{wrappingtransformers}
provides acess to some functions of some
pretrained NLP models shared on Hugging Face’s model community platform
through R that you’d normally access using Python.
- Currently implemented:
flair/ner-german-large
- sequence tagger
- Planned:
flair/ner-german
- sequence tagger
deepset/bert-base-german-cased-hatespeech-GermEval18Coarse
- text classification
Because {wrappingtransformers}
has Python dependencies, the setup is a
bit more complicated than usual — you’ll have to run some extra commands
before you can use it.
If you just want to use transformers from within R, run the following commands in R. This will create a local Python installation that will only be used by R and install the needed Python package for you.
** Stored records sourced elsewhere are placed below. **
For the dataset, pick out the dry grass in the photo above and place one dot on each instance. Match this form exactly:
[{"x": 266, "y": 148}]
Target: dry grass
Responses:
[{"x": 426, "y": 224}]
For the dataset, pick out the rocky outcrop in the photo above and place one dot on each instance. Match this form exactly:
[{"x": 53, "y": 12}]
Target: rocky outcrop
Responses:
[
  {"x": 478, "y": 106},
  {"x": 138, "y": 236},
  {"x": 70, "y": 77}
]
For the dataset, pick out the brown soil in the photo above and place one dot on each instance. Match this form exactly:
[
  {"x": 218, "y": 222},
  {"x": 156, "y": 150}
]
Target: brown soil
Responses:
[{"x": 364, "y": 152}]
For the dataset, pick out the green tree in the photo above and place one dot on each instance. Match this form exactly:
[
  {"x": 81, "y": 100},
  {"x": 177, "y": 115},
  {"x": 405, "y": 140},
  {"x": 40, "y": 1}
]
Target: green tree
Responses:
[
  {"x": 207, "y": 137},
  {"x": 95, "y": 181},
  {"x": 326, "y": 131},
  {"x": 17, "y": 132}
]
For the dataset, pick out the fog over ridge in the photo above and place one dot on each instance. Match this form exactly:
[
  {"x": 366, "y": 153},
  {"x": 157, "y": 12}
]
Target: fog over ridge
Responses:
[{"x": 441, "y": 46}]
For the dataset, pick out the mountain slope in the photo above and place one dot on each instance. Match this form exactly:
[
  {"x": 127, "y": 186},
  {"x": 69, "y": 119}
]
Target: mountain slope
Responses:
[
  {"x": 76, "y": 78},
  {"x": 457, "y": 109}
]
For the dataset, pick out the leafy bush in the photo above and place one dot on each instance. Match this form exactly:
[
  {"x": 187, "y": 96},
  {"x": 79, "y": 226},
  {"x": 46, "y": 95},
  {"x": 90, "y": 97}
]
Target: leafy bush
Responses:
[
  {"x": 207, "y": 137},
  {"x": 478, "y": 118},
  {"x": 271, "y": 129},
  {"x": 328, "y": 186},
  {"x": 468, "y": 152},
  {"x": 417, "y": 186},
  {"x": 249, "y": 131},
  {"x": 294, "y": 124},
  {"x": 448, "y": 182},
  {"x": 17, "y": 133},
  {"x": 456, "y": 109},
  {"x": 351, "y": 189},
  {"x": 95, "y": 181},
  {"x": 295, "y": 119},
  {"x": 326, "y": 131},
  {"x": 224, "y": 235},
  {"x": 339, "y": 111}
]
install.packages("reticulate")
reticulate::install_miniconda(update = TRUE) # Install Python
reticulate::py_install('transformers') # Install the Python transformers package
remotes::install_github("balthasars/wrappingtransformers") # Install this package
After running these commands restart R.
Discover what version of Python will be used unless you set it manually as suggested below. transformers is tested with Python 3.6. In my experience >= 3.9 works best.
reticulate::py_discover_config()
If you’re happy with what this indicates, you may skip over the following steps.
If not, set the environmental varible RETICULATE_PYTHON
to the desired
Python version path interactively with usethis::edit_r_environ()
or
using Sys.setenv()
:
Sys.setenv(RETICULATE_PYTHON = "/usr/local/bin/python3.9")
Alternatively you can select the Python environment using the reticulate package:
reticulate::use_python(python = "/usr/local/bin/python3.9")
Use create_wrappingtransformers_venv()
to create a new environment
solely for the purpose of using this package.
This will install all required Python libraries using the version of
python indicated in the environment variable RETICULATE_PYTHON
if you
don’t indicate it in argument python_path
.
create_wrappingtransformers_venv(python_path = NULL)
If you already have a Python environment with transformers installed,
name it in the virtualenv
argument. This will set it up for the rest
of this R session.
reticulate::use_virtualenv(virtualenv = "myenv")
or use Conda:
reticulate::use_condaenv(condaenv = "myenv")
Here’s a full example on how to use the NER tagger:
reticulate::use_python(python = "/usr/local/bin/python3.9", required = TRUE)
reticulate::use_virtualenv("wrappingtransformers", required = TRUE)
wt_load_model(model_name = "ner-german-large")
sentence_example <- "Santesuisse und Curaviva fordern eine Umverteilung"
wt_predict_labels_ner_german_large(sentence = sentence_example)
Here’s a full example on how to perform sequence classification:
reticulate::use_python(python = "/usr/local/bin/python3.9", required = TRUE)
reticulate::use_virtualenv(virtualenv = "wrappingtransformers", required = TRUE)
load_bert_base_german_cased_hatespeech()
sentence_example <- "Der Wichser muss raus."
wt_predict_bert_base_german_cased_hatespeech(sentence = sentence_example)